Add missing markdown sections for linter

sebrandon1 · sebrandon1 · commit ae29d683ec0d · 2025-04-28T17:19:52.000-05:00
diff --git a/enhancements/cert-manager-proxy/http01_challenge_proxy.md b/enhancements/cert-manager-proxy/http01_challenge_proxy.md
@@ -38,7 +38,7 @@ The gap arises due to how the ACME HTTP01 challenge works. The following scenari
 2. **Compact Clusters**: The node hosting the API VIP may also host an OpenShift Router. If no router is present on the node hosting the VIP, the challenge will fail.
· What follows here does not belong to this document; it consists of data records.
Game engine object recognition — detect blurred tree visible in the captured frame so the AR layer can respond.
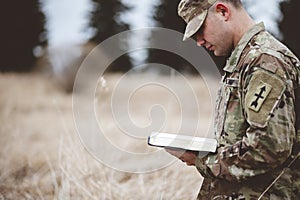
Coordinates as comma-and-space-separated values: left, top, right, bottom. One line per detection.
280, 0, 300, 57
0, 0, 47, 71
148, 0, 225, 73
90, 0, 132, 71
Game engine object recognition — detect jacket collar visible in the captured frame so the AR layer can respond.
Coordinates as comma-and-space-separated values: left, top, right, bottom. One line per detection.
223, 22, 265, 73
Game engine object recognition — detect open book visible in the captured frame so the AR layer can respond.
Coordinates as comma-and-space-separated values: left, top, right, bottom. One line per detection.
148, 132, 218, 152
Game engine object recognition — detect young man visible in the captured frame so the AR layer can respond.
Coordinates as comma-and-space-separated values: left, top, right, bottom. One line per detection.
167, 0, 300, 200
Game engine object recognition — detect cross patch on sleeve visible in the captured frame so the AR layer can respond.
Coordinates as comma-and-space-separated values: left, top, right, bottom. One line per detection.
244, 70, 286, 128
248, 81, 272, 112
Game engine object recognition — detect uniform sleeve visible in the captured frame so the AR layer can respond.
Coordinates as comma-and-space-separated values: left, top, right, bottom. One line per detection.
197, 55, 295, 180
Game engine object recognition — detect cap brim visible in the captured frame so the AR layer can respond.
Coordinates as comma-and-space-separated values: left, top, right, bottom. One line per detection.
183, 10, 208, 41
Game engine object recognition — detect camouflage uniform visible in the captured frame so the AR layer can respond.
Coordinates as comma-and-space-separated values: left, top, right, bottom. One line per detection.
196, 23, 300, 200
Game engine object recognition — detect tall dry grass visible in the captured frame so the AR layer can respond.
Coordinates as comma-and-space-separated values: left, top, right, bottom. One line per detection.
0, 74, 216, 200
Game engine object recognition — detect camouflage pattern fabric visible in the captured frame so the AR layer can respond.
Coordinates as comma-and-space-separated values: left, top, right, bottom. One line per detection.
178, 0, 217, 41
196, 23, 300, 200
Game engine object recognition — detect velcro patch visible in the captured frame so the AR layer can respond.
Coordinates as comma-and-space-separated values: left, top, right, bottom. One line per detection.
245, 70, 286, 128
248, 81, 272, 112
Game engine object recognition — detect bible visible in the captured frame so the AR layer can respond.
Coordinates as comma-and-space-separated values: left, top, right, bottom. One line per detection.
148, 132, 218, 153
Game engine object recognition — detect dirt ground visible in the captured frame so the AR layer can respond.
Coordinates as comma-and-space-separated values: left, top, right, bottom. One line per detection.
0, 73, 217, 200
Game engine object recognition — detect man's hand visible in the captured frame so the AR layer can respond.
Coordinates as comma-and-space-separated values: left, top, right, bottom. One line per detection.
165, 148, 198, 165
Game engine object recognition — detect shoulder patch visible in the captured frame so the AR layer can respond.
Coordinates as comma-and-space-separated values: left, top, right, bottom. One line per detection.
245, 70, 286, 128
248, 81, 272, 112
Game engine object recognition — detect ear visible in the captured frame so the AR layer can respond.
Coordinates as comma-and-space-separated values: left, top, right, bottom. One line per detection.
215, 3, 231, 21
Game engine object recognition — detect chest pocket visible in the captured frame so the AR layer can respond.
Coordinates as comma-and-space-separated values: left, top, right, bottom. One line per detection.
215, 77, 246, 146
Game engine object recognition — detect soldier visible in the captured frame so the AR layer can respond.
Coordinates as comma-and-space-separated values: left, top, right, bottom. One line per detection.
166, 0, 300, 200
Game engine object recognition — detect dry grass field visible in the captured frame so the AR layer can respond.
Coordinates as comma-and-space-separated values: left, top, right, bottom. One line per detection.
0, 74, 217, 200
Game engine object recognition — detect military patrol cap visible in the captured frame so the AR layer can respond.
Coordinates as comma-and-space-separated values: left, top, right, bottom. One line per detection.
178, 0, 217, 40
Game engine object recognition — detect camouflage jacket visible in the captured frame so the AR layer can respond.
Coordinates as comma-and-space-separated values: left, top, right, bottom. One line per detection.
196, 23, 300, 200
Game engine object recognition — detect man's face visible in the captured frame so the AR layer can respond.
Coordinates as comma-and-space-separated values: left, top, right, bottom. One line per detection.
195, 12, 233, 56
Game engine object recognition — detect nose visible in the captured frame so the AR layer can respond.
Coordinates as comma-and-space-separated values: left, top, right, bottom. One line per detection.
196, 33, 206, 46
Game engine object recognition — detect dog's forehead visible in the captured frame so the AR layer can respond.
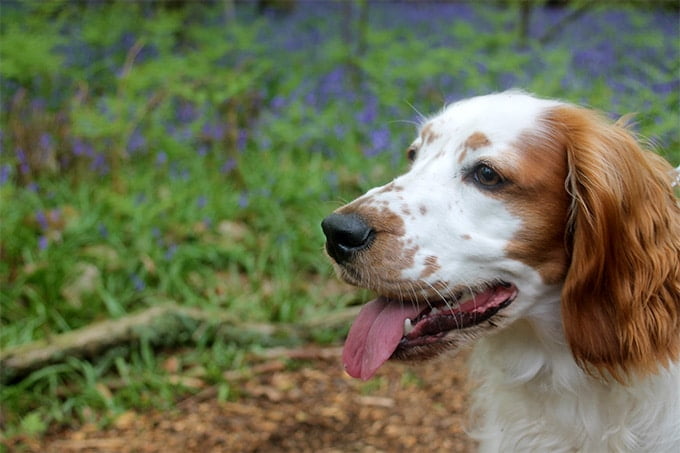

 3. **SNO (Single Node OpenShift)**: The same nodes host both the ingress and API components. Both FQDNs (`api` and wildcard) resolve to the same IP, making the challenge feasible.
 
-To address this gap, a small proxy was developed. This proxy runs on the cluster as a DaemonSet (control plane nodes) and ensures that connections reaching the API on port 80 are redirected to the OpenShift Ingress Routers. The proxy implementation creates a reverse proxy to the apps VIP and uses `nftables` to redirect traffic from `API:80` to `PROXY:8888`.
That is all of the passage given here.